Meditações no Eclesiastes 4.1-3
Ler a Bíblia é lidar com um tipo de texto perigoso, subversivo e que coloca em risco o poder dos opressores. Sim, a Bíblia. Não estamos falando aqui de Marx, de luta de classes ou de uma ideologia comunista. Bíblia. Qualquer pessoa honesta que leia o texto sagrado, deverá afirmar que a relação de opressão das classes dominantes de uma sociedade sobre as classes oprimidas é um dado recorrente nas Escrituras. Isso está no Êxodo, nos profetas e em Jesus nos evangelhos. Por que será? Simples: trata-se de um dado da realidade. Infelizmente a vida social se configura ao longo de muitos séculos por poderosos oprimindo os fracos.

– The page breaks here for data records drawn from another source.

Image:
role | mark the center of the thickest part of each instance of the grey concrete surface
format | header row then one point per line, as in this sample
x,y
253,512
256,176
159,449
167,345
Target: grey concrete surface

O sábio, que busca observar a realidade nua e crua, detecta esse fato. E ao se deparar com essa dura constatação, lamenta e sofre. Sua dor não se deve apenas pela violência terrível praticada pelos opressores do mundo, mas também pela falta de consolo de quem sofre. Os marginais do mundo derramam as suas lágrimas e não há um ombro amigo e, pior, não há quem tente mudar essa duríssima realidade. Por isso, mais uma vez o sábio demonstra o seu pessimismo em relação aos humanos. Segundo ele, melhor morrer do que viver dentro dessa injustiça avassaladora. Ou ainda, melhor sequer nascer, do que vir para um mundo duro, injusto e perigoso como o nosso. Obviamente a sua provocação nos gera inquietações… Será que deveríamos olhar o real e confirmar o negativo que os nossos olhos veem? Será que deveríamos observar a terrível realidade dos fatos diante de nós e optarmos pela alienação, um escape ou o desejo de sairmos desse mundo ou de nunca ter vindo para cá? Não creio que a sabedoria bíblica deseje fomentar esse tipo de espiritualidade escapista. Até mesmo por conta do modo como Deus age em relação aos hebreus oprimidos, dos pobres, estrangeiros, viúvas e órfãos através dos profetas e em sua maior manifestação, Jesus de Nazaré, não parece razoável concordar com o sábio. Trata-se de mais uma de suas provocações. Para onde nos conduz as tristes observações do mestre em Eclesiastes? Não parece que estamos diante muitas opções. A realidade deve ser mudada. Não se pode afirmar o negativo. Deve-se negar o negativo para que nasça uma nova realidade, dessa vez positiva. Isso para que ninguém mais deseje morrer ou deseje não ter nascido. Para que possamos aguardar com expectativa as próximas gerações. Para que possamos descansar em paz por termos contribuído com um lugar social mais justo. Não há alternativas diante da difícil realidade que assombra o mundo.
Não podemos viver em um mundo de opressores – os poderosos – e oprimidos – os fracos, os pobres, os vulneráveis. É preciso avançar enquanto sociedade. Porém, primeiramente, é necessário sonhar e imaginar um novo mundo, sem opressores e sem oprimidos. Quem sabe seja exatamente isso que o sábio anseia instigar em nós… Diante do terrível real, somos estimulados a sonhar com um novo amanhã. A espiritualidade bíblica é mais encarnada do que muitos imaginam. A espiritualidade bíblica é perigosa, especialmente aos opressores, pois dela nascem semente de sonhos de um novo mundo, em que oprimidos são libertos historicamente. Que venha a libertação dos oprimidos hoje e que o amanhã nos reserve humanos livres ao nascer e ao morrer.